A bit of film history
Harman Technology — the company behind Ilford Photo — announced the development of a new British colour negative film in 2023, launching the original Phoenix to enormous global interest. The project represented years of research and development to rebuild colour emulsion manufacturing capability at the Mobberley facility, which had previously focused exclusively on black and white. Phoenix II, released in 2024, is the substantially improved second generation — a complete re-emulsification rather than a refinement, drawing on what Harman learned from shooting data and community feedback on the original. The 120 format version followed as demand for Phoenix in medium format became clear. Every roll sold directly supports Harman's ongoing investment in colour film manufacturing — a genuinely rare and valuable thing in the current analogue landscape.
Processing
Harman Phoenix II 200 requires standard C-41 colour negative processing. We process C-41 in-house at Ikigai Film Lab in Melbourne, with scanning available on our Fujifilm Frontier and Noritsu HS-1800 scanners. Phoenix II's lack of a colour mask means scanning requires some manual adjustment compared to conventional colour films — our team is familiar with the film and will get the best out of it. If you have a preferred colour treatment or want a specific look from your Phoenix scans, feel free to note it on your order.
Common questions
What makes Phoenix II different from the original Phoenix?

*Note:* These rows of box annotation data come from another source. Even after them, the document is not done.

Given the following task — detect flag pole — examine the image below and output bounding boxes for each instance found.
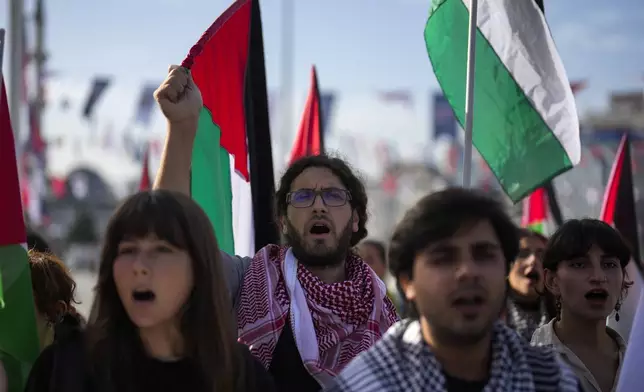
[0,29,5,84]
[463,0,478,188]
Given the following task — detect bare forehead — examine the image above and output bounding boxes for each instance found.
[291,167,345,190]
[428,221,501,250]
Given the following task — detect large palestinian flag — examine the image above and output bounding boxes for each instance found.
[425,0,581,202]
[0,78,40,392]
[182,0,279,256]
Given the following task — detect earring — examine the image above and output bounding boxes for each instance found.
[615,301,622,322]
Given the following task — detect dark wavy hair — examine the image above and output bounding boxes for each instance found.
[28,249,80,324]
[543,218,633,316]
[275,155,368,246]
[87,190,245,391]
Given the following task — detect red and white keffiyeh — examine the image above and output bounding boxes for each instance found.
[237,245,398,385]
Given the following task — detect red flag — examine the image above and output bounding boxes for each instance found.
[521,188,548,234]
[599,133,640,263]
[139,144,152,191]
[290,66,324,163]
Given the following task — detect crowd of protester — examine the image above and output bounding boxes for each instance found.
[0,68,632,392]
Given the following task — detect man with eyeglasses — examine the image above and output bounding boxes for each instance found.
[155,67,398,392]
[506,229,554,341]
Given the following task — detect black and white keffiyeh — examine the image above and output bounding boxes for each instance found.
[325,320,579,392]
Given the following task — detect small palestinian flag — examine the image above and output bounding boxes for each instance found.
[0,80,40,392]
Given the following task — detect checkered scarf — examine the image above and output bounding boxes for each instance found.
[507,298,550,342]
[325,320,579,392]
[237,245,398,385]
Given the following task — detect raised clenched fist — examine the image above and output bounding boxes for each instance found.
[154,65,203,124]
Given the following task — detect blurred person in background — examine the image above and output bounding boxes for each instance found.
[27,229,51,253]
[26,191,274,392]
[506,229,554,341]
[532,219,631,392]
[0,250,83,392]
[358,239,403,315]
[326,188,579,392]
[28,248,84,348]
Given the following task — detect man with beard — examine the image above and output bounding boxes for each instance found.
[326,188,579,392]
[154,66,397,392]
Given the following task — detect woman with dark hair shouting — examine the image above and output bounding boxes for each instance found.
[532,219,631,392]
[27,191,274,392]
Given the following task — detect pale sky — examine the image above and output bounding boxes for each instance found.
[0,0,644,176]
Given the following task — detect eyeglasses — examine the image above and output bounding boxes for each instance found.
[286,188,351,208]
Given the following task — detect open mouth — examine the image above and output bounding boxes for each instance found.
[525,270,541,282]
[132,290,156,302]
[309,222,331,235]
[452,295,485,307]
[584,289,608,301]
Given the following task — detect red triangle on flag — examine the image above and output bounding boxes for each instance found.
[0,78,27,246]
[289,66,324,163]
[599,134,640,261]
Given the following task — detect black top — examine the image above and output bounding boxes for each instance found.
[268,318,322,392]
[25,334,275,392]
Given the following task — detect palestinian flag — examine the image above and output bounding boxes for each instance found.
[0,79,40,392]
[599,134,641,269]
[521,188,548,235]
[289,66,324,163]
[425,0,581,203]
[182,0,279,256]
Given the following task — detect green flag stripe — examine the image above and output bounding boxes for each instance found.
[425,0,573,202]
[190,107,235,254]
[0,244,40,391]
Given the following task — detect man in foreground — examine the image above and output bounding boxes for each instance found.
[155,66,397,392]
[326,188,578,392]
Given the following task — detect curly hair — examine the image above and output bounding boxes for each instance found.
[28,250,78,322]
[275,154,368,246]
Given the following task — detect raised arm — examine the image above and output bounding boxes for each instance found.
[154,65,203,195]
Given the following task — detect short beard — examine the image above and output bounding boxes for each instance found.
[425,296,507,347]
[284,220,353,268]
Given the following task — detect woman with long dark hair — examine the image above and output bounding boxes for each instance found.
[532,219,631,392]
[28,191,273,392]
[506,229,552,341]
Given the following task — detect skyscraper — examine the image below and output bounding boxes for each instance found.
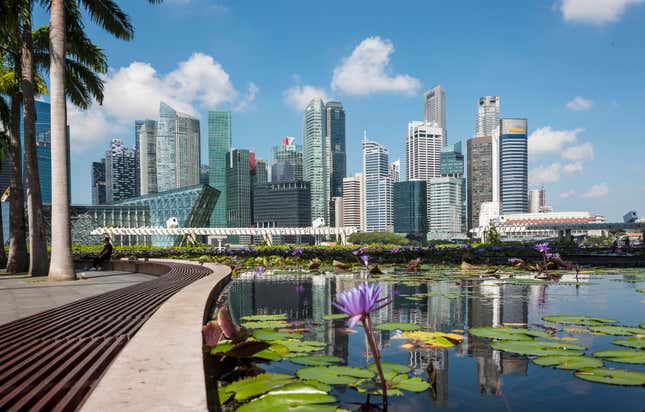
[325,102,347,197]
[475,96,499,137]
[405,122,445,221]
[157,102,201,192]
[271,136,304,180]
[105,139,139,203]
[134,120,158,196]
[208,111,233,227]
[423,85,446,129]
[303,98,330,225]
[363,137,394,232]
[499,119,528,214]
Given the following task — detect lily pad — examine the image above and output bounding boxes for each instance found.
[533,355,603,370]
[296,366,374,385]
[468,326,551,340]
[289,355,343,366]
[593,349,645,364]
[220,373,294,401]
[491,340,585,356]
[611,338,645,349]
[542,315,618,326]
[574,368,645,386]
[589,325,645,336]
[237,382,336,412]
[374,322,421,331]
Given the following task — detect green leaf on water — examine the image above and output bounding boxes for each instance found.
[533,355,603,370]
[574,368,645,386]
[374,322,421,331]
[542,315,618,326]
[593,349,645,365]
[296,366,374,385]
[289,355,343,366]
[491,340,585,356]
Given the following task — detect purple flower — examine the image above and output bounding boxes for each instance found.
[334,283,390,327]
[534,242,549,254]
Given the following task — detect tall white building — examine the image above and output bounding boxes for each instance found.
[475,96,499,137]
[423,85,446,129]
[363,137,394,232]
[342,173,365,230]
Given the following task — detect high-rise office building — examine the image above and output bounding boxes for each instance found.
[226,149,252,227]
[394,180,428,235]
[208,111,233,227]
[423,85,446,129]
[271,137,304,180]
[499,119,529,214]
[405,122,445,221]
[467,136,493,230]
[303,98,330,225]
[363,137,394,232]
[343,173,365,230]
[92,159,107,205]
[475,96,499,137]
[157,102,201,192]
[325,102,347,197]
[105,139,139,203]
[134,120,158,196]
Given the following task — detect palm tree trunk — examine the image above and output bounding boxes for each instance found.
[49,0,76,280]
[21,9,49,276]
[7,93,27,273]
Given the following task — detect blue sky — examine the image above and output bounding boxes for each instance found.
[35,0,645,220]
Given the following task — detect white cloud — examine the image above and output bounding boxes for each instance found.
[528,126,584,155]
[567,96,593,112]
[331,36,421,95]
[282,84,329,111]
[582,183,609,199]
[562,142,593,161]
[529,163,562,186]
[68,53,244,152]
[562,162,583,173]
[560,0,643,25]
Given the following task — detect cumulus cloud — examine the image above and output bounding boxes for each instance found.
[582,183,609,199]
[331,36,421,95]
[528,126,584,155]
[529,163,562,186]
[560,0,644,25]
[567,96,593,112]
[562,142,593,161]
[68,53,247,152]
[282,84,330,111]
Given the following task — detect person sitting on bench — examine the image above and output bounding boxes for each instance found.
[92,237,113,270]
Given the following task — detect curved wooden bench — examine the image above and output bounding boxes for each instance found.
[0,261,211,412]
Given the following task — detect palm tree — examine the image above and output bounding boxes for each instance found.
[49,0,162,280]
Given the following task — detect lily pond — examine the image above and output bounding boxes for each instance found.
[204,266,645,412]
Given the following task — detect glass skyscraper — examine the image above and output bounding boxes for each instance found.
[499,119,529,214]
[208,111,233,227]
[303,98,330,225]
[157,102,201,192]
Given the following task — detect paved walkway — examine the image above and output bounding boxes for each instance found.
[0,271,157,325]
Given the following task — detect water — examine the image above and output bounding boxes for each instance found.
[219,269,645,412]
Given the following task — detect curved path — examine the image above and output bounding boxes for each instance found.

Phoenix II is a completely new emulsion, not a refinement of the original. Contrast is improved, grain is better controlled, colour accuracy is closer to conventional colour negative film, and highlight and shadow detail are both significantly better. It's also more forgiving of exposure error than the original, though it still has narrower latitude than mainstream films. The characteristic halation and colour shifts that defined the original Phoenix are still present in Phoenix II — they're part of the design — but they're more controlled and more intentional in feel.
What ISO should I rate Phoenix II 120 at?
The film is DX coded at ISO 200 and works best rated between ISO 100 and 200. Rating at ISO 100 in good light gives the richest results — better shadow detail, more controlled highlights, stronger colour. In lower light, ISO 200 is appropriate. Avoid overrating the film above box speed; Phoenix II has narrower latitude than conventional colour negative films and responds better to slight overexposure than underexposure.
Does the lack of a colour mask affect processing?
Processing is standard C-41 — no changes to chemistry or timing needed. The lack of a colour mask affects scanning and printing, not processing. Scanners that auto-correct for the standard orange mask may produce unexpected results with Phoenix II. Manual scanner settings, or scanning by a lab familiar with the film, will give the best outcomes. We scan Phoenix II regularly at Ikigai Film Lab and know how to get the best from it.
How does Phoenix II 120 compare to Harman Switch Azure 125 120?
Both are Harman colour films for 120 format, but they're very different in character. Switch Azure is a colour-shifting film that transitions between warm and cool tones based on light wavelength — it's predictable and technically reliable with a specific aesthetic effect. Phoenix II has broader, less predictable character: halation, colour shifts influenced by subject matter and lighting, and a general quality of unpredictability that's part of its appeal. Switch Azure gives you a controlled effect; Phoenix II gives you an experience.